Moreover, there was no significant difference between the serum levels of TG, total cholesterol, LDL-C, or HDL-C of the diabetic control and the SBO-treated (200 or 600 mg/kg/day) groups (table 1). There was also no significant difference between
the effects of the two oils (PSO and SBO) on such variables. Table 1 Serum lipid profile Inhibitors,research,lifescience,medical and levels of the indices of CB-839 mw oxidative stress (mean±SD, n=8) of the control rats and diabetic rats treated with vehicle, pomegranate seed oil at 200 (PSO1) or 600 mg/kg/day (PSO2), or SBO at 200 mg/kg/day (SBO1) or 600 mg/kg/day … Serum concentrations of MDA (P=0.04) and GPX (P=0.001) of the diabetic control rats were, respectively, higher and lower than those of the normal control rats (table 1). Neither PSO nor SBO affected serum MDA significantly compared to that of the diabetic control group. Neither Inhibitors,research,lifescience,medical PSO nor SBO (200 mg/kg/day) affected serum GPX significantly compared to that of the diabetic control group. However, the serum levels of the GPX of the group treated with PSO at 600 mg/kg/day was significantly higher than those of the diabetic control group and the diabetic group treated with SBO at 600 mg/kg/day (P=0.005) (table 1).
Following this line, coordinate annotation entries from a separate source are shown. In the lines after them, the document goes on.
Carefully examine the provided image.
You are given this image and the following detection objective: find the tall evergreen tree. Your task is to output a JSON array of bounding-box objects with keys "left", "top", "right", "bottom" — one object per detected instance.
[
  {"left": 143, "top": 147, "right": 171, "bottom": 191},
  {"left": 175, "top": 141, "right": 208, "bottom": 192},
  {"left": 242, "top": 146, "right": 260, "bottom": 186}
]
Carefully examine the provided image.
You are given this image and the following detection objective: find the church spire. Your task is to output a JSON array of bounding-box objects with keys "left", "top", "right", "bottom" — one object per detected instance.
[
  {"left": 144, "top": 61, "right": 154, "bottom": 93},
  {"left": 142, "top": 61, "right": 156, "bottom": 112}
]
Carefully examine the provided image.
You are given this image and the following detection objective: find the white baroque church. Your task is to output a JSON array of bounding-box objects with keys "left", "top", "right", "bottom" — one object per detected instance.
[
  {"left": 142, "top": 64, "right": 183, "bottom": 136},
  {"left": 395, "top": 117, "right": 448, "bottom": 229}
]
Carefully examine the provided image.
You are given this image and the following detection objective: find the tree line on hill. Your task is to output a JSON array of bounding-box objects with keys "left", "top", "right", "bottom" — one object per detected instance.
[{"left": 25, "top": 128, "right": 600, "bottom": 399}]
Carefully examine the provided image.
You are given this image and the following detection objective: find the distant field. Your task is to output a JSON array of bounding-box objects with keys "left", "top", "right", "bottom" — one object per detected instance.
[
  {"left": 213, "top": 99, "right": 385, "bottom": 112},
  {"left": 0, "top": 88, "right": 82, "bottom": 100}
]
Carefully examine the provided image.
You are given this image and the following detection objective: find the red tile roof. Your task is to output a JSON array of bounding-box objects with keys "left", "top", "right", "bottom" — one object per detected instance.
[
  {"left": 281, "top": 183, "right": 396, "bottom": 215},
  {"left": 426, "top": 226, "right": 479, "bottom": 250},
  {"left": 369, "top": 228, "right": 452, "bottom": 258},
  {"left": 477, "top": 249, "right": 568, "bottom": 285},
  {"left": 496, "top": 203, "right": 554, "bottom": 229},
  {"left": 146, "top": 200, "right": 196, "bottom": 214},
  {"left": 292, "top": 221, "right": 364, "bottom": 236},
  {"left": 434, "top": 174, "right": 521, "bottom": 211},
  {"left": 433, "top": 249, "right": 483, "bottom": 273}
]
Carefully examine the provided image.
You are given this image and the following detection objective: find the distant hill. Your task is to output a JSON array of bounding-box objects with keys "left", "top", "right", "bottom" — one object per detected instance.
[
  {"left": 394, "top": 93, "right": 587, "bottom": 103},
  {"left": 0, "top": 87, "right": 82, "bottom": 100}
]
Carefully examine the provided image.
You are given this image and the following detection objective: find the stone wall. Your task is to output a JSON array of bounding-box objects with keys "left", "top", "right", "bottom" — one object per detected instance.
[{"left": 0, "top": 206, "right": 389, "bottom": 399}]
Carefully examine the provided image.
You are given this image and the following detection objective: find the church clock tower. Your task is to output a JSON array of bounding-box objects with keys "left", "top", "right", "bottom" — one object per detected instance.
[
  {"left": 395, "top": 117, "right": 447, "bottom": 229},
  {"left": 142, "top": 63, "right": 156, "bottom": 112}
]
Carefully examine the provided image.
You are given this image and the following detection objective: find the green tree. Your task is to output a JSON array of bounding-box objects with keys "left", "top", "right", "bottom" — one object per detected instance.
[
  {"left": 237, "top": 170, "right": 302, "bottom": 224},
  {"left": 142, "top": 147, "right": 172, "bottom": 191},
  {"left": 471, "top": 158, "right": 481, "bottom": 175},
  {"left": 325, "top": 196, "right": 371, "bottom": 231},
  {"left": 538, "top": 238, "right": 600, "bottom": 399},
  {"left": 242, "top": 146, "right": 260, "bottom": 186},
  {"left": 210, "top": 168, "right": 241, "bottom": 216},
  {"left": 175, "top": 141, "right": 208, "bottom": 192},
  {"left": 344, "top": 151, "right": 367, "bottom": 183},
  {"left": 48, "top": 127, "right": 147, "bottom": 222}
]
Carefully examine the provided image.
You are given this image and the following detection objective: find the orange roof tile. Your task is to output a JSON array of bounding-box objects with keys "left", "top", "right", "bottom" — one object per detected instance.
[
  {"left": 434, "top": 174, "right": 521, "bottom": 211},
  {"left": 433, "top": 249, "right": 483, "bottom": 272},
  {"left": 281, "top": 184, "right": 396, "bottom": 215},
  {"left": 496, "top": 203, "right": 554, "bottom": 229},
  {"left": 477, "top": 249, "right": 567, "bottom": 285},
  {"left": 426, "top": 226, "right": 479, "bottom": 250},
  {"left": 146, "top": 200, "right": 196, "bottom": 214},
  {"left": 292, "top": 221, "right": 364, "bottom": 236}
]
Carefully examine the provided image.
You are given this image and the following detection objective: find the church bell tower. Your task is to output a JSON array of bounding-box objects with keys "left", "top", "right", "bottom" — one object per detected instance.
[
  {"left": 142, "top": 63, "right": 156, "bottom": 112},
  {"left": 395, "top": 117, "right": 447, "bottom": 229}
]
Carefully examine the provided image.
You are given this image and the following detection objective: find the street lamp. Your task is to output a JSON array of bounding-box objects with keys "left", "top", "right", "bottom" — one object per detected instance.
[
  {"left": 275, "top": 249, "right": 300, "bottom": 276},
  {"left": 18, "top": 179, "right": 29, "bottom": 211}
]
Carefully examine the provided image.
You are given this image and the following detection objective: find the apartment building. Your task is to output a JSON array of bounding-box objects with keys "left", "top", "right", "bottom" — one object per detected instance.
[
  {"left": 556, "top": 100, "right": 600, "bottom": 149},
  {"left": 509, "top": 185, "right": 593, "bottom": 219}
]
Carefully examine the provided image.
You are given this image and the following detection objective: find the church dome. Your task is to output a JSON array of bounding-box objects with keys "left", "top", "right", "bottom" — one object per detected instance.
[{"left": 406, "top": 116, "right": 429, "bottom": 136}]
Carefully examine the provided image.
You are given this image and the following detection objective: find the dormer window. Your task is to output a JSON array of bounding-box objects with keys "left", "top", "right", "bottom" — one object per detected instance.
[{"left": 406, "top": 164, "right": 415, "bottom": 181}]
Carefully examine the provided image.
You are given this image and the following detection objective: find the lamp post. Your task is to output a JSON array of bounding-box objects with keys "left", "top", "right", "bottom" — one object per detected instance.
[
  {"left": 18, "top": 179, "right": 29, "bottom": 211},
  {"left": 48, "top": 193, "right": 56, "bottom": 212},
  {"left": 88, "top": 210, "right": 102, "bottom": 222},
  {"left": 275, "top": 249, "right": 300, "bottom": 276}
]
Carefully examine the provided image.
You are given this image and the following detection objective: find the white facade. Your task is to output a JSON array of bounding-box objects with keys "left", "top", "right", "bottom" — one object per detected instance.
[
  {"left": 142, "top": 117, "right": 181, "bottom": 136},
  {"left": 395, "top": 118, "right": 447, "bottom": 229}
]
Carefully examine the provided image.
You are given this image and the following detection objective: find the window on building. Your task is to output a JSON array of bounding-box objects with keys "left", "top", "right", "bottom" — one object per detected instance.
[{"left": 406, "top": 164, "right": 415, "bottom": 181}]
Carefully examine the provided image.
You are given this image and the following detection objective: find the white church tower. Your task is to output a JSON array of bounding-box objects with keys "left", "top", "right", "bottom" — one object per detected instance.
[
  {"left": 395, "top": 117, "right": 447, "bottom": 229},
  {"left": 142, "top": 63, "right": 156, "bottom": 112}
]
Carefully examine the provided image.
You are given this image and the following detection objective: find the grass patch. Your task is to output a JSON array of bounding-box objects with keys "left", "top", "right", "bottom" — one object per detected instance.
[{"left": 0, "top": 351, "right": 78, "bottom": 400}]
Discussion The findings of the present study
Inhibitors,research,lifescience,medical indicate that a simultaneous administration of Nicotinamide and Streptozocin resulted in type 2 diabetes mellitus, characterized by increased blood glucose, lipid profile, and oxidative stress as well Inhibitors,research,lifescience,medical as with decreased serum insulin. They also showed that PSO increased serum
insulin and decreased oxidative stress, without affecting serum lipid profile. The present model of diabetes was associated with decreased serum insulin and increased blood glucose. Such findings are similar to those of previous studies using the same model of diabetes15 or other models of diabetes.16 The model was also associated with increased oxidative stress, which is similar Inhibitors,research,lifescience,medical to that of previous studies.4,5 The findings of the present study indicate that PSO did not decrease blood glucose. To the best of our knowledge, this is the first report to evaluate the effect of PSO in an animal model of type 2 diabetes, whereas previous investigations focused mainly on hyperlipidemic6,7,17or normal animals8 or hyperlipidemic subjects.11 The lack of PSO effect on blood glucose Methisazone is similar to that of previous reports.6,7 Such a finding might be due to the presence of insulin resistance, since fat administration is associated with insulin resistance. The study also showed that PSO increased the serum levels of insulin, but such an increase did not translate into the reduction of blood glucose level. Although the insulin secretion capacity of PSO has not been evaluated previously, improvement in insulin resistance was reported to be significant in hyperlipidemic animals.6,7 The mechanism of a PSO-induced increase in serum insulin is not clear.